I promise this my last fibro post for a while.
Nobody could remember when it was.
Nobody could remember the color of the ribbons.
We couldn't find a color ribbon that wasn't used that coordinated with the colors of all the sweats.
The ribbon's pin pushed on a trigger point.
How could there be a day for something that doesn't exist?
Patients with fibromyalgia couldn't fold the ribbon into the proper shape.
Patients with fibromyalgia are too depressed to get out of bed to attend a rally.
Social Security would use our ability to rally as proof of our ability to work.
Everybody kept getting paper-cuts from trying to fold the flyers.
The bags carrying our medications were too heavy to carry.
No one wanted to leave home overnight because they couldn't pack their beds.
Somebody had to hold the planning meeting, and nobody's house was clean enough.
Someone set up a massage booth, and it got so crowded it collapsed.

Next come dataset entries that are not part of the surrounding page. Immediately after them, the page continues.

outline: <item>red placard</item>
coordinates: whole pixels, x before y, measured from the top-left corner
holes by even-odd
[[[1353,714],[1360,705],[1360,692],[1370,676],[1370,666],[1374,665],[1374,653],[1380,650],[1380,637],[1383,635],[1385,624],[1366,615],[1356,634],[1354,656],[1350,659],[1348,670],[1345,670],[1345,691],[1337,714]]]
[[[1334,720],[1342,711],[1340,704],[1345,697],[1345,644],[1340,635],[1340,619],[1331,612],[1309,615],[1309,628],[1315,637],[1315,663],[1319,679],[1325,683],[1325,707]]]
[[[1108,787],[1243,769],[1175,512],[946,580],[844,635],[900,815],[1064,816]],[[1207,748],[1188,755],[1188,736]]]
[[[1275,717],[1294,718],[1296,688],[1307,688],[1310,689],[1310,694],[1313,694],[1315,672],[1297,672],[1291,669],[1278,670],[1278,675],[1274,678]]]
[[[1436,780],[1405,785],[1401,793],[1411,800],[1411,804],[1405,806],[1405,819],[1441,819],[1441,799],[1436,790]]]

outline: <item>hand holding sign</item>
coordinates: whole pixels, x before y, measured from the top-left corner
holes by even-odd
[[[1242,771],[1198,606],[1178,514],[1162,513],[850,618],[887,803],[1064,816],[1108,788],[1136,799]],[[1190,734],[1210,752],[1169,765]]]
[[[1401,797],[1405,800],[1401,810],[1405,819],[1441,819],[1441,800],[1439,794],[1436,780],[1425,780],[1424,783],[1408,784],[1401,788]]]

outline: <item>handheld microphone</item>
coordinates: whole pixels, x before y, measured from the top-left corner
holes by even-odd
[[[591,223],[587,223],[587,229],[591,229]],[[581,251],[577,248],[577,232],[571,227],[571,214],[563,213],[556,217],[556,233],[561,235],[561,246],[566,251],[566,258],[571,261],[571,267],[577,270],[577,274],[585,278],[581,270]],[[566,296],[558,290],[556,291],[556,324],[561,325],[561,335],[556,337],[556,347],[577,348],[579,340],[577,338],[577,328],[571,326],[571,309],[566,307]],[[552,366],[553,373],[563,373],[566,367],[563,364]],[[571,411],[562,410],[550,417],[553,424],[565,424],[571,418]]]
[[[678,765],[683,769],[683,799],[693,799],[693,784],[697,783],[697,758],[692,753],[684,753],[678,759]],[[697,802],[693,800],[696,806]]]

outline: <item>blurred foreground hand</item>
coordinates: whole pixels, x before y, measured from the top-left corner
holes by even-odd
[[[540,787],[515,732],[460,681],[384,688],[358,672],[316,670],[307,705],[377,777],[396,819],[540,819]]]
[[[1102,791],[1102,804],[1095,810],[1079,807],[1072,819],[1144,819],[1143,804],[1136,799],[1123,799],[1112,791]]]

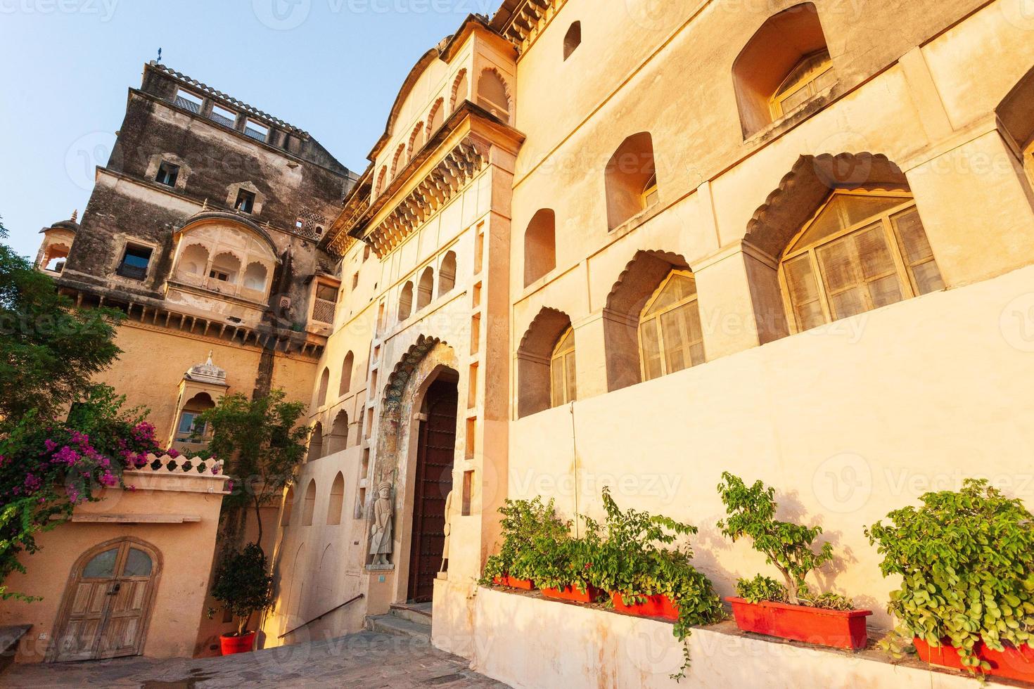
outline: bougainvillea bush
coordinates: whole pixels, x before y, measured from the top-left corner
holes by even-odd
[[[82,502],[118,486],[124,468],[147,463],[148,452],[164,450],[141,410],[123,410],[124,398],[96,386],[72,405],[61,424],[32,411],[0,432],[0,598],[4,580],[24,572],[23,553],[38,550],[35,536],[66,522]]]

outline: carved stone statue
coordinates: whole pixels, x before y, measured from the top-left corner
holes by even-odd
[[[449,495],[446,496],[446,544],[442,546],[442,567],[438,569],[438,573],[443,574],[449,571],[449,534],[452,533],[452,491],[449,491]]]
[[[392,549],[392,512],[391,483],[377,486],[377,499],[373,503],[373,524],[370,526],[370,555],[372,565],[384,567],[388,565],[388,556]]]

Since everyone was in the booth at the time, nobody was left to rally.
Everyone wanted the bumper sticker, "See, I told you I was sick," but the printer ran out.
There weren't enough Porta-Potties in the state for the folks with Irritable Bowel Syndrome.
The politicians realized the size of the voting block, and the media trucks filled all the parking spots.
Some doctor said, "It's all in your head," but they never found the body.
The booth offering 'Chocolate Diet Pills' ran out in 10 minutes.
The people using TENS units shorted out the Pacific power grid.10 percent of the crowd went into a flare at the same time, and the resulting glow melted the ice caps at both poles.